In 1949—back in the days of news pioneer Edward R. Murrow—the Federal Communications Commission introduced the “Fairness Doctrine,” a policy requiring broadcast license holders to present controversial issues in a manner that fairly reflected differing viewpoints.
It was ultimately abolished by the Reagan administration in 1987–when Dan Rather was proving he was no Murrow—a move some suggest contributed to today’s fractured landscape. Yet, while the notion of fairness on American broadcast airways may have perished, the topic of fairly adjudicating the fast-growing use of Artificial Intelligence by businesses has blossomed, at least on the state level.
In this wild west landscape that is AI, the virtual tumbleweeds that are topics such as hiring practices, healthcare policymaking and mortgage loan adjudication are rolling by quickly. And keep in mind, there are no standard operating procedures as it relates to fairness and AI. Thus, algorithmic bias testing has never been more essential.
Bias testing is an essential process in examining the fairness, impartiality and neutrality of AI models. It detects potential discriminatory outcomes against specific individuals or groups. After all, just consider how biased algorithms can perpetuate and amplify existing societal inequalities and stereotypes; cause legal action against companies due to discriminatory practices; or produce inaccurate predictions, hindering business decision-making and eroding trust with customers and stakeholders.
But whose responsibility is all of this to monitor and police? The Federal Government? States? Big Tech?
Republican leadership in Washington has held true to its tenets of smaller federal government and increased states’ rights, reflected in President Trump’s April 2025 executive order, “Restoring Equality of Opportunity and Meritocracy,” which fundamentally eliminated federal disparate impact enforcement, even though the laws and court precedent supporting fairness standards are still very much in place. As a result, more than a dozen states have enacted or are pursuing legislation to fill the void including California, Illinois, New York, Massachusetts and Colorado, among others.
This, however, creates a conundrum and great uncertainty for any businesses that conduct commerce across multiple states, having to manage AI bias regulations with a myriad of state regulators as opposed to, say, one or two in Washington. And this uncertainty leads to lower confidence, particularly in the banking sector. Additionally, public trust becomes a part of the equation as the economic outlook can impact how consumers view banks and safety and privacy for AI is paramount and becoming part of the public’s lexicon.
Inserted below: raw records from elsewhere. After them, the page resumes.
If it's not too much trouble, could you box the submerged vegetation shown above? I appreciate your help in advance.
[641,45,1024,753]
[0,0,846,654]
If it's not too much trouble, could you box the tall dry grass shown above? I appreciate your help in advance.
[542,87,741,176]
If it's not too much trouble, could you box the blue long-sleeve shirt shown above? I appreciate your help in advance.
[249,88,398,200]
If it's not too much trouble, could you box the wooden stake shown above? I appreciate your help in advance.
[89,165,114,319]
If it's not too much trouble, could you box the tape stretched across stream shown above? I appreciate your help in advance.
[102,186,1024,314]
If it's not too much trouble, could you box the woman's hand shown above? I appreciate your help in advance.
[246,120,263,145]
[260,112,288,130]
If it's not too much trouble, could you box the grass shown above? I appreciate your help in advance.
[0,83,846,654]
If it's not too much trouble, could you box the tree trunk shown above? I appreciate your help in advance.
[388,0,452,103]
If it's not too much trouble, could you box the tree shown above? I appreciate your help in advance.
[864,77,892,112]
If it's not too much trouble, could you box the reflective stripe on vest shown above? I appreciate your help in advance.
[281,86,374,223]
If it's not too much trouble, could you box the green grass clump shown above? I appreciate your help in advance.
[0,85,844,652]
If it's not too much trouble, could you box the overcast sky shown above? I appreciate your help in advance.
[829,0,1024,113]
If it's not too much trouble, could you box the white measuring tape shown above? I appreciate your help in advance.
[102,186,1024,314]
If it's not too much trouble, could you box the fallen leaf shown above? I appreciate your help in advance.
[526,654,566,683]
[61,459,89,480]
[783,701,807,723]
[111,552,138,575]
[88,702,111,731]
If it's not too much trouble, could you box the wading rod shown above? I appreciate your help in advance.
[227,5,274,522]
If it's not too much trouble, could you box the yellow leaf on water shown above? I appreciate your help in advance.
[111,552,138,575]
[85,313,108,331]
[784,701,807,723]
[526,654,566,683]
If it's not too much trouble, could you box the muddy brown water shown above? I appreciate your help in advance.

Moreover, don’t forget that companies can still be held liable later for things they do now, even if the enforcement is less energetic right now.
It’s important to understand that bias can be introduced in various stages of the AI development lifecycle and for many different reasons. Unrepresentative or incomplete training data can lead to biased model outcomes, while flaws in the logic or implementation of the algorithm can also lead to unfair results. Complete and accurate data sets that reflect a history of socioeconomic disparities (e.g. access to financial services, access to healthcare) can be used to build models, therefore projecting the problems of the past into the future. Conscious or unconscious biases of individuals involved in building or deploying the AI system can be reflected in the model’s behavior, and applying an AI system to a context different from its intended purpose can introduce bias.
None of these examples, of course, are about deliberately bad intentions or are even necessarily about poor model development. They are largely about applying straightforward critical thinking and analysis to a business problem. Fair use of AI is good for the health of both business and consumers, bringing a broader audience into consideration for products and services.
Introducing a fairness testing and mitigation discipline into model development is also proven to intrinsically improve the quality of models – data scientists think more critically about the construction of the models, and businesses are finding that model performance can be maintained and even improved while they expand their target audiences.
Focusing on this perspective, the real value proposition of fairness testing, helps ensure long-term compliance while avoiding near-term controversy. It also provides for the protection of significant investments companies have already put into governance and risk controls and is critical to seizing opportunities for growth.
What are we hearing from our partners across financial services, insurance, and fintech? They are all taking a long-term view, warning this is not the time for a compliance vacation. To wit:
Finally, never forget that addressing algorithm bias is an ongoing and iterative process that requires a combination of technical approaches, ethical considerations, and human oversight to ensure fair and equitable AI systems.
The FCC may have killed its Fairness Doctrine in the 1980s, but it’s alive and well in the new AI wild west.